As stated by her husband and then-manager, Andrew Stroud, becoming a legend in the civil rights’ activist movement with her political message and focus, “killed her recording and performance career.”  In 1970, Simone would leave the U.S. ostensibly to protest the Vietnam War, but with dwindling record sales and income, she was also facing significant legal issues mounting in unpaid taxes. Her travels to escape arrest in the U.S. for tax violation would take her to Barbados, Liberia, and Switzerland, where she would play for musician’s wages at $200 to $300 a night.

Returning briefly to NYC in 1974, suicidal and with severe depression, she would manage the last recording with RCA, It Is Finished. Returning to live abroad, according to accounts by other musicians and friends, she “stayed everywhere and nowhere.”

In the 1980s, Simone found regular performance work at the famous London jazz club Ronnie Scott’s, where she released a recording of these gigs in 1984  called Live at Ronnie Scott’s. With a loyal following in Europe, Simone successfully covered some of her most famous songs, which as reviewed by AllMusic critic Scott Yanow, “still sound quite fresh and relevant.”

Returning to France, Simone had a regular act at the Paris nightclub Aux Trois Mailletz. Signs of her declining health became evident on stage as well as drunkenness, at times scolding the audience, and yet by critics’ reviews, she still had some brilliant moments. But she was broke, and a few friends, including her musical soulmate, jazz guitarist Al Schackman, stepped in and intervened. As related in the 1975 documentary, What Happened, Ms. Simone?, her longtime Dutch friend Gerritt de Bruin said, “her living situation was worse than horrible, we had to move her out, and did.”

In 1988, through these existing friendships, including Schackman and manager Ray Gonzales, Simone afforded to finally settle in an apartment in the Netherlands, moving out of a cabaret hand-to-mouth existence in the Paris’ nightclub scene.

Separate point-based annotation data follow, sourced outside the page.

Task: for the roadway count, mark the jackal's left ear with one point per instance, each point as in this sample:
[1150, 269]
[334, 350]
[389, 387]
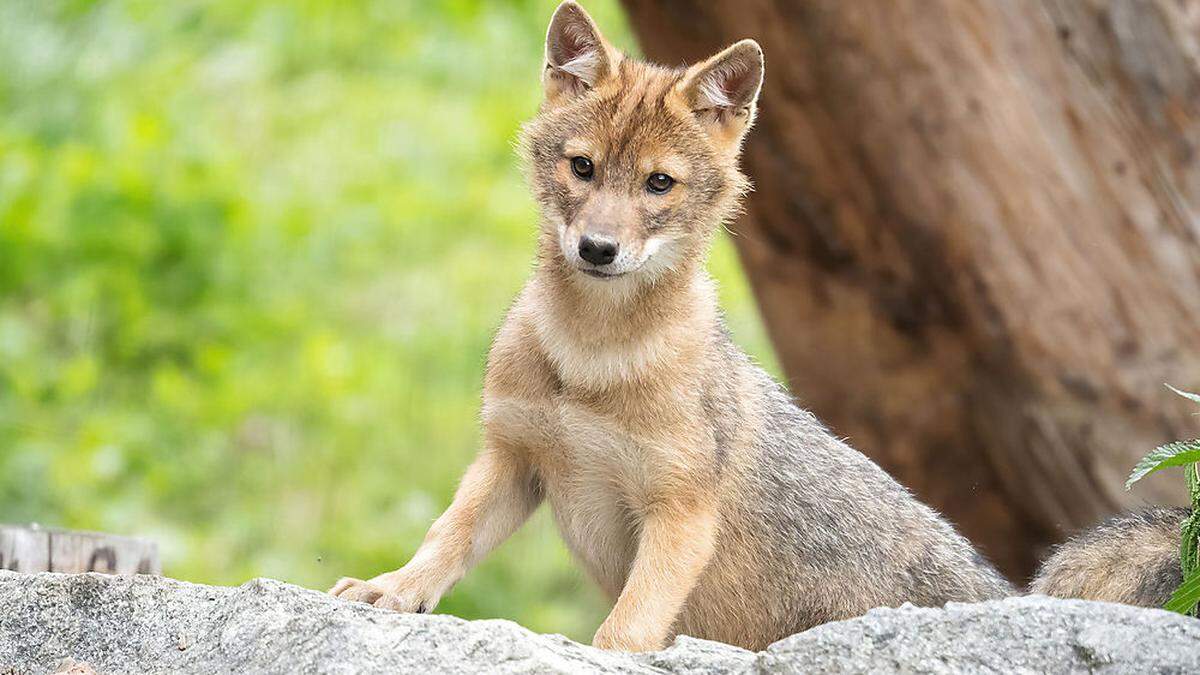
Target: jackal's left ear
[724, 90]
[577, 57]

Her last major financial success oddly came from her 1958 song, “My Baby Just Cares for Me,” which was used in a commercial for Chanel No.5 perfume in Europe. Rereleased as a single, it “stormed to number 4 on the UK’s NME singles chart, giving Simone a brief surge in popularity in the UK and elsewhere.” (source: Wikipedia.org/wiki/Nina_Simone)

At this same time, Simone was diagnosed with bipolar disorder. In 1993, she moved back to France, with medical intervention, and support emotionally and financially from a few close and loyal friends. Her final recording would be Single Woman (1993). Suffering from breast cancer, Simone passed away on April 21, 2003.

As an iconic figure in jazz who straddled music as both an interpretive vehicle for her voice and as a pianist, while also being socially and politically an activist, Simone is unique in category, style, and influence. In addition, her artistry cannot be separated from her motivations, actions, and commitment to racial equality. In her own words, the intent is clear: “I chose to reflect the times I live in. That is my duty, at this crucial time when every day is an act of survival. I can’t be an artist and not reflect the times – showing the anger and rage with words – wanting to shake people up so bad that when they leave my performance, they are in pieces.”